I'm using the Python Click library for my command-line interface. I'd like to have a command that takes multiple key value pairs. I'm flexible on the api. For example
my_cli my_command FOO=1 BAR=2
or maybe
my_cli my_command FOO 1 BAR 2
or even
my_cli my_command {"FOO": 1, "BAR": 2}
Is there an easy way to do this with Click?
The simplest solution is basically the same thing you'd do with a regular Python function where you wanted an API like this.
Take a single parameter that groups the variable-length stream of arguments into a tuple.

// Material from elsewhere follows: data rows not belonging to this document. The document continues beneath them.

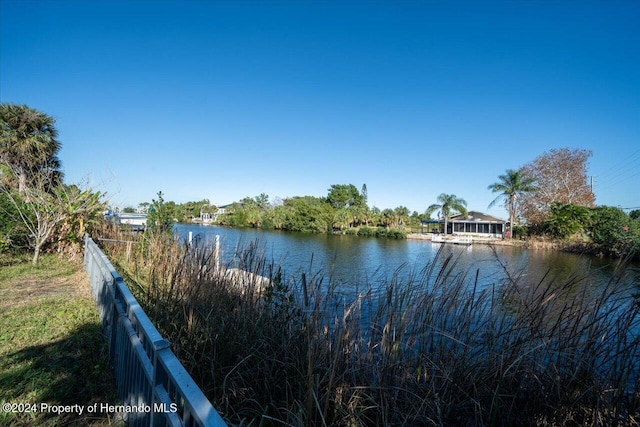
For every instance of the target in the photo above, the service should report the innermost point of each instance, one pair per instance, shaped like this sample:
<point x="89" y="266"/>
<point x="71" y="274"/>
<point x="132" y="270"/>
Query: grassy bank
<point x="51" y="348"/>
<point x="431" y="350"/>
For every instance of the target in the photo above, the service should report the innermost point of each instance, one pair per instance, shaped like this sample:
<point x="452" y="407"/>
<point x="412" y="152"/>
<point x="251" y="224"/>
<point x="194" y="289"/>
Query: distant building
<point x="473" y="224"/>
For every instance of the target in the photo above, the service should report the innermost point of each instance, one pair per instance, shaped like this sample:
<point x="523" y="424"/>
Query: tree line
<point x="548" y="197"/>
<point x="38" y="211"/>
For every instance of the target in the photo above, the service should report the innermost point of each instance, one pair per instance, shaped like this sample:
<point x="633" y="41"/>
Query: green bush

Then, what you do depends on whether you want separate arguments:
>>> def func(*args):
... d = dict(zip(args[::2], args[1::2]))
... print(d)
>>> func('FOO', 1, 'BAR', 2)
{'FOO': 1, 'BAR': 2}
… or combined key:value
arguments:
>>> def func(*args):
... d = dict(arg.split(':') for arg in args)
... print(d)
This one is a bit hacky to use, because in Python, arguments aren't just space-separated words, but bear with me on that:
>>> func('FOO:1', 'BAR:2')
{'FOO': 1, 'BAR': 2}
The click
equivalent for the first looks like this:
@click.command()
@click.argument('args', nargs=-1)
def my_command(args):
d = dict(zip(args[::2], args[1::2]))
click.echo(d)
(Obviously you can stick that in a click.group
, etc., just like any other command.)
And now:
$ ./clicky.py FOO 1 BAR 2
{'FOO': 1, 'BAR': 2}
And the second looks like this:
@click.command()
@click.argument('args', nargs=-1)
def my_command(args):
d = dict(arg.split(':') for arg in args)
click.echo(d)
And notice that now, using it is not hacky at all, because to your shell, arguments are just words separated by spaces:
$ ./clicky.py FOO:1 BAR:2
{'FOO': 1, 'BAR': 2}
What if you want to handle both KEY=VALUE
and KEY:VALUE
? Then you just have to write something slightly more complicated than arg.split(':')
. And you'll probably want some better error handling too. But that should be enough to get you started.